10、If the lower uterus/cervix is contracted, thereby preventing expulsion of the placenta, administering nitroglycerin (glyceryl trinitrate) will relax smooth muscle in the myometrium and cervix and facilitate placental delivery
11、Manual extraction of the placenta is performed if controlled cord traction and drug therapy (when indicated as described above) do not lead to delivery of the retained placenta. Manual extraction of the placenta increases the risk of endometritis . For this reason, we agree with the World Health Organization (WHO) recommendation to administer prophylactic antibiotics
12、We believe there is no role for routine uterine curettage or aspiration after manual extraction. It has no documented benefit and carries the risk of uterine perforation and Asherman syndrome
13、Management of refractory or complicated cases： If digital extraction is not possible, large-headed forceps (eg, Bierer forceps, ring forceps) can be used to grip and extract the placenta in pieces or as intact specimen; ultrasound guidance can be helpful.
14、Incomplete extraction — During manual placental extraction, the clinician may note a small area where the placenta is very adherent to the uterus. This can usually be managed by slow persistent finger dissection to create a plane of separation at the maternal-placental interface. The plane of dissection is often partially through the placenta in these cases, which leaves some placenta adherent to the decidua and myometrium. This will not lead to postpartum hemorrhage as long as the uterus contracts well and there is no area of subinvolution at the site of the retained placental fragments. Curettage should be avoided, if possible, as the myometrium may be very thin at the point of adherence, thus increasing the risk of perforation. Curettage of the postpartum uterus also increases the risk of formation of intrauterine adhesions (Asherman syndrome).However, if placental tissue is retained and the patient is bleeding excessively, then curettage using a large blunt placental curette or aspiration is reasonable to remove the remaining placental tissue.
15、Unexpected placenta accreta spectrum — Rarely, the placenta accreta spectrum is first recognized at the time of manual removal of the placenta. In these cases, there is no plane of dissection between the uterus and placenta and, almost invariably, attempts at manual removal lead to life-threatening hemorrhage. We suggest administration of uterotonic drugs and preparation for hysterectomy, which is the definitive therapy.

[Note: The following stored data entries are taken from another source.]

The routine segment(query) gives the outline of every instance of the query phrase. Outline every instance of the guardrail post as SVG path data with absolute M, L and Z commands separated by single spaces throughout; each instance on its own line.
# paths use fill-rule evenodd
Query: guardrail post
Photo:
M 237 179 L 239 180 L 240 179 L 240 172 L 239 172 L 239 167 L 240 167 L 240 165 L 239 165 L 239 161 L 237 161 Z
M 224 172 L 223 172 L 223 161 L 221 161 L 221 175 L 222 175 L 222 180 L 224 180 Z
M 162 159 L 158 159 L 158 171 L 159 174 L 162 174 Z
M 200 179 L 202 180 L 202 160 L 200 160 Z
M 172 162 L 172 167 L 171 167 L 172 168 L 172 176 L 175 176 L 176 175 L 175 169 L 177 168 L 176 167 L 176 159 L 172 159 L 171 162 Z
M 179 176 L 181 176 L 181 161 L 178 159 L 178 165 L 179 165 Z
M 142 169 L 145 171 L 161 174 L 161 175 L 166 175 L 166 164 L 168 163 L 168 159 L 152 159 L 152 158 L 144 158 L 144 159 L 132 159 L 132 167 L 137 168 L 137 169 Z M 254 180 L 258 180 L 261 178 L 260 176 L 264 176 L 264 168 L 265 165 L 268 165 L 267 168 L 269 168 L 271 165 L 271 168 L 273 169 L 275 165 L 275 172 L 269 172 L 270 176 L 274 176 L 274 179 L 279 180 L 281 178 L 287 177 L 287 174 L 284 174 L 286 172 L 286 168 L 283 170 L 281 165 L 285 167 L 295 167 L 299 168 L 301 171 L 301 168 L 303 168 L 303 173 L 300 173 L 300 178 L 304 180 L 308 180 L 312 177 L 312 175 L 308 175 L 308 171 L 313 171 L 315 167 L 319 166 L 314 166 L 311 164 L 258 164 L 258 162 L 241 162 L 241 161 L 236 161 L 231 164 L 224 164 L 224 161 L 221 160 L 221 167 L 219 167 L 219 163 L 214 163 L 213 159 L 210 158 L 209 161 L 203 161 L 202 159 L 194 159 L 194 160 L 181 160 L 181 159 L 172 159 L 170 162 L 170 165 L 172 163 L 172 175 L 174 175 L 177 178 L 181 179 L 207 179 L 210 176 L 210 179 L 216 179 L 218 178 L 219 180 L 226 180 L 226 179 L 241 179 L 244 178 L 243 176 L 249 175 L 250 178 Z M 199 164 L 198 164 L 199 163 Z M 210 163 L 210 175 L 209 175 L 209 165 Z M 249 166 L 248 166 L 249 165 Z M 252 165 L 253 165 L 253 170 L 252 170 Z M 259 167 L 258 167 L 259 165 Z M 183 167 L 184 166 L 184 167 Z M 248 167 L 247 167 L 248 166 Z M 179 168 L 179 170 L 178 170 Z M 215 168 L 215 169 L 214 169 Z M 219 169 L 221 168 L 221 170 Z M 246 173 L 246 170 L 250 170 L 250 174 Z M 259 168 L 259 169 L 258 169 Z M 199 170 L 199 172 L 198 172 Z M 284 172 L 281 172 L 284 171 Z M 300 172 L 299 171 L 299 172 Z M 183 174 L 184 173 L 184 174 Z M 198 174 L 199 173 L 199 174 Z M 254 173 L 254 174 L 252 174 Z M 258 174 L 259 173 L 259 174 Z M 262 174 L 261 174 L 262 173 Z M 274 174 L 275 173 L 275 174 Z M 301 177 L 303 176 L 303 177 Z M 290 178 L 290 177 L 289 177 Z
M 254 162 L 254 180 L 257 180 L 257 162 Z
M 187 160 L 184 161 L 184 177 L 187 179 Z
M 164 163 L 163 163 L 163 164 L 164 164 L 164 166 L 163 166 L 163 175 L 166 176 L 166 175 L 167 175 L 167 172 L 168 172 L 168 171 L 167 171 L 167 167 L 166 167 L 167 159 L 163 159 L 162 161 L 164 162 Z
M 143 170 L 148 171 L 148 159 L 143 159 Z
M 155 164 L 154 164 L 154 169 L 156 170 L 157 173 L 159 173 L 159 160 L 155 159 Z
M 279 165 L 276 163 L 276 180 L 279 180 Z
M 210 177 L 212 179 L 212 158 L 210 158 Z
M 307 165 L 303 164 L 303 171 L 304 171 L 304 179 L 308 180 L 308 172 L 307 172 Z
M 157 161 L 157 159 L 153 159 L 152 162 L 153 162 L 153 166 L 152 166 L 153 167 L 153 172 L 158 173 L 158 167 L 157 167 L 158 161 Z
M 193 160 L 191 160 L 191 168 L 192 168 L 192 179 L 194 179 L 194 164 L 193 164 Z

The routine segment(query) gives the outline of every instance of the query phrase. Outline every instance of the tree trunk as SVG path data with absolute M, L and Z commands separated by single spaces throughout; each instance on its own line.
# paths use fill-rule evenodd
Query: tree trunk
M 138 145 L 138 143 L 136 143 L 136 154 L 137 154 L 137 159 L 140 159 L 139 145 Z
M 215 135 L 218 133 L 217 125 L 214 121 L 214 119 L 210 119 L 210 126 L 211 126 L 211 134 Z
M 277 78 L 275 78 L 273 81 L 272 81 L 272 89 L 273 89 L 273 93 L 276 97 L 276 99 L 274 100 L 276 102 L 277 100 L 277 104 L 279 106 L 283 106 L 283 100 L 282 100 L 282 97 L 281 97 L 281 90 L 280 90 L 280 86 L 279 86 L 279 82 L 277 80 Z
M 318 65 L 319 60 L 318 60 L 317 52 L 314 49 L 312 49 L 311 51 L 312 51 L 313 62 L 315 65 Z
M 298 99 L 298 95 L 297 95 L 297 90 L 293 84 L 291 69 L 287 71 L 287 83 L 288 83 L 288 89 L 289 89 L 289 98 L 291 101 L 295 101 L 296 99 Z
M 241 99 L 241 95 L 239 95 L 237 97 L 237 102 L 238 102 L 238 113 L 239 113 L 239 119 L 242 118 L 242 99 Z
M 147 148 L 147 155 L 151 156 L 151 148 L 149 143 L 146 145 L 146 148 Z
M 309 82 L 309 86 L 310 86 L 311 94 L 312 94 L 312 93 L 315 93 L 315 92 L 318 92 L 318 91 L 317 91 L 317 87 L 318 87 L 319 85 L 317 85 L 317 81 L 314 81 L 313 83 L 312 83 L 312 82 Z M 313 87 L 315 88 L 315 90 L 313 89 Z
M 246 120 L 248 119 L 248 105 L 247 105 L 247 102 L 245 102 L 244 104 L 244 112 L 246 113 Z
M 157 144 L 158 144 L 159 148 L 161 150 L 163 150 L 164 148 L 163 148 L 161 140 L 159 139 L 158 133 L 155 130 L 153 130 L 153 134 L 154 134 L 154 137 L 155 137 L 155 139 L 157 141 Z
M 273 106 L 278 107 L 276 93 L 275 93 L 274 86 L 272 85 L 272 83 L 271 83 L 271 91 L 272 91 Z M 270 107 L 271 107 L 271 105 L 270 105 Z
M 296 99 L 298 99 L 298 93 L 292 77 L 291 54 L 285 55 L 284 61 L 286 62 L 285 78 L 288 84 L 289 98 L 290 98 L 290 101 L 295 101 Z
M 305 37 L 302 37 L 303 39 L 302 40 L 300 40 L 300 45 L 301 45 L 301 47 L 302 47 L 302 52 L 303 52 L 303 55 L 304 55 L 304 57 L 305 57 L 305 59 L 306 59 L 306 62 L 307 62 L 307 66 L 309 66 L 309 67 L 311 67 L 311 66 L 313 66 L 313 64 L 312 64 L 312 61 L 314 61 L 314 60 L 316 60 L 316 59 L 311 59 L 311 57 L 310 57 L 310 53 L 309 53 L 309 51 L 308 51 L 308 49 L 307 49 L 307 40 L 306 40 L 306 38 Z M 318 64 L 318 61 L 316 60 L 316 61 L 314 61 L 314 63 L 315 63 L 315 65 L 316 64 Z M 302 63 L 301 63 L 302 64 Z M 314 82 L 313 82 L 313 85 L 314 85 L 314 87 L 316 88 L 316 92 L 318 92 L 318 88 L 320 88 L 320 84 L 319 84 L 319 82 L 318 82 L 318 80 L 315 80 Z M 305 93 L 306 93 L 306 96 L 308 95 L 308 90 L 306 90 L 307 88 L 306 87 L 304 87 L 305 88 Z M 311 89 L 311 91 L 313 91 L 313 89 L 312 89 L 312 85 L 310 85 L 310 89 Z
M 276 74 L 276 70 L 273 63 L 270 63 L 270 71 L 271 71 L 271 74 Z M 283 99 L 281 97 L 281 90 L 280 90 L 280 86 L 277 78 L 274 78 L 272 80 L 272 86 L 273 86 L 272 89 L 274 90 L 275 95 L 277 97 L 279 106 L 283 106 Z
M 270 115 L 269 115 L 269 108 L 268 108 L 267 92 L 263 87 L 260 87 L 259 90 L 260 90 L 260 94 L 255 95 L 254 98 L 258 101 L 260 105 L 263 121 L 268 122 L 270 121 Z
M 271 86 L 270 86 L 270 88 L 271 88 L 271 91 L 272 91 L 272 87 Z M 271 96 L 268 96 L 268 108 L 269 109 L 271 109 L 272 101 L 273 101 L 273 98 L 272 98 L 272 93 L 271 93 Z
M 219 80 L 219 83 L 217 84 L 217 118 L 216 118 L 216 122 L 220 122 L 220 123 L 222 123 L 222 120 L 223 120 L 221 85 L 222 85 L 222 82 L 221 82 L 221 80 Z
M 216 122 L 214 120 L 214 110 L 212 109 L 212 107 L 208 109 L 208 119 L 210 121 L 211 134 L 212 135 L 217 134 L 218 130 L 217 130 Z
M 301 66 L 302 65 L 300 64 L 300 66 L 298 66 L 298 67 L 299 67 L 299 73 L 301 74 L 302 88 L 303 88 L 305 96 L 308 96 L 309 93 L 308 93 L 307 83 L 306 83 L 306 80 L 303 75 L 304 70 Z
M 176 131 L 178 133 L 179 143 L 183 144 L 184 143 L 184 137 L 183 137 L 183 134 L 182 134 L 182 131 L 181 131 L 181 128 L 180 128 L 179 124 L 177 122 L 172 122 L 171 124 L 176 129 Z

16、Unproven and ineffective approaches — There is no high-quality evidence that any pharmacologic therapy is effective for expulsion of placenta adherens in patients who have been managed with parenteral oxytocin and cord traction as part of active management of the third stage of labor .
It has been hypothesized that administration of an additional uterotonic drug may be effective in this setting, in part because placenta adherens appears to result from contractile failure in the retroplacental area. Although ergot derivatives cause the uterus to contract, limited evidence suggests these drugs are no more effective than oxytocin alone . Furthermore, a powerful, continuous uterine contraction makes subsequent manual extraction more difficult.